Things aren’t the way they used to be. When I was training, opportunities abounded for opportunities to intubate infants. Then we did away with intubating vigourous infants born through meconium and now won’t be electively intubating them at all. Then you can add in the move towards use of non-invasive respiratory support instead of intubating and giving surfactant and voila…you have the perfect barrier for training residents and others how to intubate. On top of all of this the competition for learning has increased as the skill that was once the domain of the physician has now spread (quite rightly) to respiratory therapists, nurses in some places and with the growth of residency programs (ours is now 2.5X larger than when I trained) the scarce chances are divided among many.
Enter the Video Laryngoscope
To be clear this isn’t a post to promote a product but rather an examination of the effectiveness of a tool. I am putting this out there recognizing the possibility that someone out there might have heard of or have been contemplating purchasing one of these items. Those that are quite proficient at intubation (likely trained in the “good old days”) would likely question the need for such a device but I believe the device isn’t really aimed at that group except to use perhaps as a teaching tool. It really is targeted (at least I think) for those who don’t perform the skill often.
Does use of the video laryngoscope improve success rates at intubation?
This question has had an attempt now at being answered by Parmekar S et al in their paper Mind the gap: can videolaryngoscopy bridge the competency gap in neonatal endotracheal intubation among pediatric trainees? a randomized controlled study. The study involved taking 100 pediatric residents and randomizing them into two groups. The first would use the videolaryngoscope (VL group) and then intubate using the standard technique of direct laryngoscopy (DL group). The second group started with DL and then changed to VL. Both groups took part in a training session on intubation and then participated in three simulation scenarios from NRP. The findings demonstrated a couple interesting things. The first as shown in the graph was that the group that started with the laryngoscope had a near 90% success rate compared to about 60% for the traditional approach. When the groups swapped though they were both equal in effectiveness. This suggests that by visualizing the airway with the VL students were able to identify structures better after doing so such that success was improved simply by having used the device.
The other finding worth mentioning was that when the times to intubation were looked at, there was no difference between the two groups at all.
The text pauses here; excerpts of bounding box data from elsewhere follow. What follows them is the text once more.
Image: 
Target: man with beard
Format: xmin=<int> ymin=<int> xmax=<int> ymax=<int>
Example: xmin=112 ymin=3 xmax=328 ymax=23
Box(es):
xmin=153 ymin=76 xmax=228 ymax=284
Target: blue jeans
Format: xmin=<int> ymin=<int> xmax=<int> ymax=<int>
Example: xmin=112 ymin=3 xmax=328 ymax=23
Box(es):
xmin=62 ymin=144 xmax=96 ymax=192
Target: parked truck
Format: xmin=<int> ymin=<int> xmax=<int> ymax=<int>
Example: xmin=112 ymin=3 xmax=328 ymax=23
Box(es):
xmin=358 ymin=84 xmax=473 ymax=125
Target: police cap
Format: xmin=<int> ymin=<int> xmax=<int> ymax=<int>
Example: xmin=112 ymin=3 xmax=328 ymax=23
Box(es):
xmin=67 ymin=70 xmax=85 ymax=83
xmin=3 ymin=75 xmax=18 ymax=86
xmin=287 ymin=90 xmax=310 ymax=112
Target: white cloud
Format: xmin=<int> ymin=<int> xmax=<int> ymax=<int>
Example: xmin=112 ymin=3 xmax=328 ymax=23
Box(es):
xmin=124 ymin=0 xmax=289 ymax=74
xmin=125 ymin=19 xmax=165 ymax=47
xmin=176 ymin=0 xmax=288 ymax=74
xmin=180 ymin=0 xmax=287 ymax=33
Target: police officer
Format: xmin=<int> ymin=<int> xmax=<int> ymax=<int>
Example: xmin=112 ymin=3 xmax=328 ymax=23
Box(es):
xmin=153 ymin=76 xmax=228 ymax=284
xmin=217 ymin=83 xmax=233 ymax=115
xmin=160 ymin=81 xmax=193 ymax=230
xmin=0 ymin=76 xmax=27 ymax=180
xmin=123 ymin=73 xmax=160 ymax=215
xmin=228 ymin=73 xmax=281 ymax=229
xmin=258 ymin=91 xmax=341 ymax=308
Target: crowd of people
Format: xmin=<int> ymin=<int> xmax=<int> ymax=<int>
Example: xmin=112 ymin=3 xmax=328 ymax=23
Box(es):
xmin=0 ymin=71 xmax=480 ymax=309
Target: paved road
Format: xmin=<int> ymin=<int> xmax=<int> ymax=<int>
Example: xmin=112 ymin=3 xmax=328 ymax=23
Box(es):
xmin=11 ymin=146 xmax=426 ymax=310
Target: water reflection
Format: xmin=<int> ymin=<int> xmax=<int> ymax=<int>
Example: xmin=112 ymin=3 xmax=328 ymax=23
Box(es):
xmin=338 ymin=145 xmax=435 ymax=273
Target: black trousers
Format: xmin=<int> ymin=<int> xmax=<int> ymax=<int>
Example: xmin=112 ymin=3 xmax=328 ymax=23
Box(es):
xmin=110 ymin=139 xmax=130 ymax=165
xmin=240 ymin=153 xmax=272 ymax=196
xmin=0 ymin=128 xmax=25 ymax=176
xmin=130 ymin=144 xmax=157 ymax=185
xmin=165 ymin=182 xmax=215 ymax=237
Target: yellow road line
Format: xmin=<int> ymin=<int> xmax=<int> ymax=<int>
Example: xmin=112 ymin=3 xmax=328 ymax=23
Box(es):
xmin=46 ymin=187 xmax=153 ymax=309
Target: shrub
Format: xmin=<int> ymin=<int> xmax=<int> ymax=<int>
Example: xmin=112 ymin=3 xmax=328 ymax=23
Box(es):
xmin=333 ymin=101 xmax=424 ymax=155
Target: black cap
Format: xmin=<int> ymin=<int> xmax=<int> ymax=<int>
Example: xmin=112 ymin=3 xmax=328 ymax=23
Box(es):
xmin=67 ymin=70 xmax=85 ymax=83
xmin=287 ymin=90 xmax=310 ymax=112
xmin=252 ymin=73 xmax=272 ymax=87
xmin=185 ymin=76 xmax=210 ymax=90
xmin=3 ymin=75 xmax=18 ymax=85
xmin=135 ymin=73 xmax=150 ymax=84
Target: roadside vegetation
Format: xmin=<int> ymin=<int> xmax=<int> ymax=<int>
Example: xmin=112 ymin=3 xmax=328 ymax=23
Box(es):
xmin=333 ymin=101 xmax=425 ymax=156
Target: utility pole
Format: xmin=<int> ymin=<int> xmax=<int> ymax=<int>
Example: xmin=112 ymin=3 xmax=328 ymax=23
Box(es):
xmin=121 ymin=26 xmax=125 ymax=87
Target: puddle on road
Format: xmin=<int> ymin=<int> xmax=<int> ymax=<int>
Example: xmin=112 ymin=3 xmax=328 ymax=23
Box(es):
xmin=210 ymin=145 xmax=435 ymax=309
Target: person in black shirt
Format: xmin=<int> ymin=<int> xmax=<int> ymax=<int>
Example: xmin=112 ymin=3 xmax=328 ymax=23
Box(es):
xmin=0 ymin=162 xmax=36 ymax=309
If the intubation success is no different, why might the times be the same? Having used the video laryngoscope myself it does take some getting used to. Rather than looking directly at the airway you find yourself looking off to the side and adjusting the approach that is in front of you to place the ETT. No doubt this does take some getting used to.
What I would have liked to see is a repeat assessment a week later after using a few more trials with the VL as I suspect once you are used to it the speed of intubation would improve as well. I suppose though we will have to wait a little while until someone does such work but as a means of improving success in intubation I believe this tool has something to add.
May, but in the video laryngoscopy, the image is enlarged.
My/our experience of Video Laryngoscopy is positive as of the pros you mention.
In addition there is a collective learning process when you can visualize your colleague’s intubation, the anatomy, and there is also a confidence in the room after intubation when everbody can confirm the success of the intubation.
It was interesting to see the success rates within the two groups.
And it takes some time getting used to, but once you’ve done that it is all positive.
A negative aspect is the difficulty with VLBW. Approx <800gram are difficult to intubate because the camera is located too proximally on the Miller #0-blade. There is a recent update, though, that has addressed this problem. We recently, got the new Miller #0-blade, and hopefully it works out better for the smallest children.
We use videolaryngoscopy in all our neonates requiring access to the trachea since about 9 months now and our experience is a very positive one. It’s not only the collective learning nor the time and success to intubate. Yes, it takes time to get used to. With our current system we can be much more gentle as you don’t have to make a viewport as the camera is on the tip of the blade. We’re using the Accutronic InfantView and it has been very helpfull in especially the smallest baby’s <800 grams. Surfactantsuppletion with MIST/LISA procedures are so much easier and gentle. I hope someone does the proper studies as we're too late now as everyone embraced this technology :). My only fear now is that our new collegues/fellows lose the skill of direct laryngoscopy.